Anyaman Pandan Laut Warisan Berharga Untuk Anak Cucu

Kalau ada yang bilang jangan hanya kumpulkan harta benda untuk diwariskan ke anak cucu tapi ajari mereka juga cara mengelolanya, niscaya itu akan sangat bermanfaat buat kehidupan mereka kelak.

Tampaknya pendapat itu benar adanya, seperti apa yang terjadi dengan warga di kampung Pantai Cermin Kanan, Serdang Bedagai, Sumatera Utara, khususnya para wanita yang tinggal di daerah tersebut. Sebagai informasi, warisan tentu saja bukan hanya dalam bentuk harta benda tapi juga keterampilan yang bermanfaat.

Pengrajin Anyaman Pantai Cermin Kanan
Foto : Pribadi

Salah satunya, nenek Yusnila dengan jari-jemari yang lincah begitu terampil menganyam helaian demi helaian pandan laut yang telah diolah sedemikian rupa untuk menjadi selembar tikar yang cantik dan unik. Sambil terus membuat anyaman sesekali nenek ini berhenti menjawab pertanyaan dari pengunjung. Di usianya yang tidak lagi muda sekitar 66 tahun masih tetap produktif. Beliau bercerita bahwa dunia anyaman tikar sudah digelutinya sejak usia 7 tahun. Jadi sudah paham betul bagaimana mengerjakan dan memodifikasi warna dan corak yang menarik.

Saat ditanya apakah nenek merasa jenuh dengan pekerjaan ini? Dengan senyum khasnya dia jawab,” Tidak!”. Dia bersyukur bahwa diusianya sekarang masih berpenghasilan, bisa membantu perekonomian keluarga dan tentunya dia merasa tetap berkontribusi dalam melestarikan budaya Melayu leluhur mereka. Tidak ada kata keluhan darinya bahkan saat ditanya apakah dia merasakan sakit pinggang karena duduk yang lama, jawabannya cukup lugas, kalau merasa pegal cukup istirahat sebentar sudah baik lagi. Terlihat jelas betapa si nenek sangat menyukai kegiatannya ini. 

Anyaman Pandan laut, Keterampilan Turun temurun yang Jadi Sumber Penyokong Ekonomi Keluarga 

Dari penjelasan mbak Eva Harlia yang merupakan tokoh penggerak atau Leader Champion dari Menday Galery, anyaman tikar ini merupakan bagian dari keseharian wanita di kampung Pantai Cermin Kanan. Berawal dari kebiasaan penduduk setempat yang suka lesehan di rumah atau di acara-acara kampung maka lahirlah anyaman tikar dengan memanfaatkan bahan baku yang ada disekitar yakni pandan laut. Bahkan, dulu ada satu pameo populer di kampungnya bahwa wanita yang tidak bisa menganyam tikar tidak boleh menikah. Setiap wanita yang akan menikah wajib menyelesaikan satu lembar tikar anyaman untuk dibawa ke rumah baru kelak. 

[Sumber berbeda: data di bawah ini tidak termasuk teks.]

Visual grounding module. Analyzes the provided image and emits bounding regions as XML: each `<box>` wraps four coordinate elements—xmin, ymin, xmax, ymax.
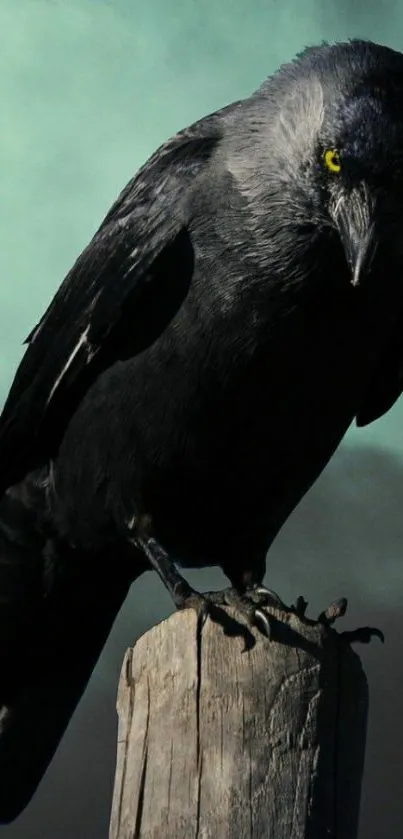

kerajinan tangan tradisional
Foto : Pribadi

Sayangnya minat generasi berikutnya semakin berkurang karena pengaruh lingkungan dan juga nilai ekonomis dari anyaman ini kurang menjanjikan. Sehingga banyak anak muda yang sudah tidak terampil membuat anyaman. Bahkan beberapa tahun sebelumnya sudah mulai redup.

Melihat fenomena tersebut, mbak Eva dan beberapa lainnya tergerak untuk membangkitkan semangat para wanita di kampungnya yang konon katanya semua warga dikampung ini merupakan keluarga besar berasal dari satu nenek. Untuk itu, mereka mulai mencari tahu penyebab dibalik merosotnya minat warga akan anyaman. 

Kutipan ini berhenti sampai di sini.